Koordinator Wilayah SPPG Blora, Artika Diannita, menyampaikan bahwa penambahan dapur MBG terus dilakukan. Kabupaten Blora menargetkan kuota hingga 73 dapur agar jangkauan program makin luas.
“Dalam waktu dekat juga akan ada penambahan dapur MBG yang segera beroperasi, sehingga jangkauannya makin luas,” ujar Artika, Selasa, 30 September 2025.
Penerima Manfaat MBG dari Berbagai Kelompok Usia
Program MBG melayani berbagai kelompok penerima, mulai dari balita, siswa PAUD, TK, SD, SMP, SMA, hingga ibu hamil dan menyusui. Hingga 30 September 2025, total penerima manfaat tercatat sebanyak 141.449 orang.

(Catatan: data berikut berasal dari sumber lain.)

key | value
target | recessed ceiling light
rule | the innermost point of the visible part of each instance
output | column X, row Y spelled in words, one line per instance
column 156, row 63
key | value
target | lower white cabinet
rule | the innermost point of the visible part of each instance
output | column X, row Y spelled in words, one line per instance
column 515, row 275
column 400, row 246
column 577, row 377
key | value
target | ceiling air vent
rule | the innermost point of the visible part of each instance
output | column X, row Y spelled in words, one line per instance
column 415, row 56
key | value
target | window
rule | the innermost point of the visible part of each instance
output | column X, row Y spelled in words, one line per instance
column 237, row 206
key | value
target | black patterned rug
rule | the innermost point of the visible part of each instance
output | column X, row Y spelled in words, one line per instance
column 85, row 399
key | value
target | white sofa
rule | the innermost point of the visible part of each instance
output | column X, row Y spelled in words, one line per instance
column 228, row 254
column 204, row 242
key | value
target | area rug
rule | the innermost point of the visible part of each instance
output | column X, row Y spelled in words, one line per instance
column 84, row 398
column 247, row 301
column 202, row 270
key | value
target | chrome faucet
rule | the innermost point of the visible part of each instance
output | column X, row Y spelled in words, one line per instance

Setiap porsi makanan disesuaikan dengan kebutuhan gizi kelompok tersebut. Anggaran per porsi makanan untuk balita, TK, PAUD, dan siswa SD kelas 1-3 adalah Rp8.000, sementara untuk siswa SD kelas 4 ke atas, SMP, SMA, ibu hamil, dan menyusui dialokasikan Rp10.000.
Sistem Kemitraan dan Biaya Operasional
Selain anggaran dasar makanan, terdapat biaya tambahan yang ditanggung oleh mitra program, yaitu Rp2.000 untuk sewa tempat dan Rp3.000 untuk biaya operasional seperti listrik, gas, air, dan relawan.
Artika menjelaskan, kemitraan SPPG Blora melibatkan berbagai pihak, mulai dari yayasan masyarakat sipil, anggota DPRD Blora, hingga kepala desa di Kecamatan Kedungtuban. Pembagian makanan di sekolah menjadi tanggung jawab penuh sekolah melalui penanggung jawab (PIC).
“Kalau ada perubahan jadwal, seperti libur atau pulang cepat, pihak sekolah wajib konfirmasi ke kami,” jelasnya.
Modal Besar untuk Pengembangan Dapur SPPG
Untuk menjadi mitra SPPG, dibutuhkan modal besar. Biaya pembangunan dapur, pengadaan peralatan masak, hingga kendaraan distribusi bisa mencapai Rp1,5 miliar hingga Rp2 miliar per dapur.
“Dengan sistem kemitraan ini, kami berharap SPPG Blora dapat memperkuat ketahanan pangan dan gizi masyarakat, khususnya bagi anak-anak dan ibu hamil,” tutup Artika.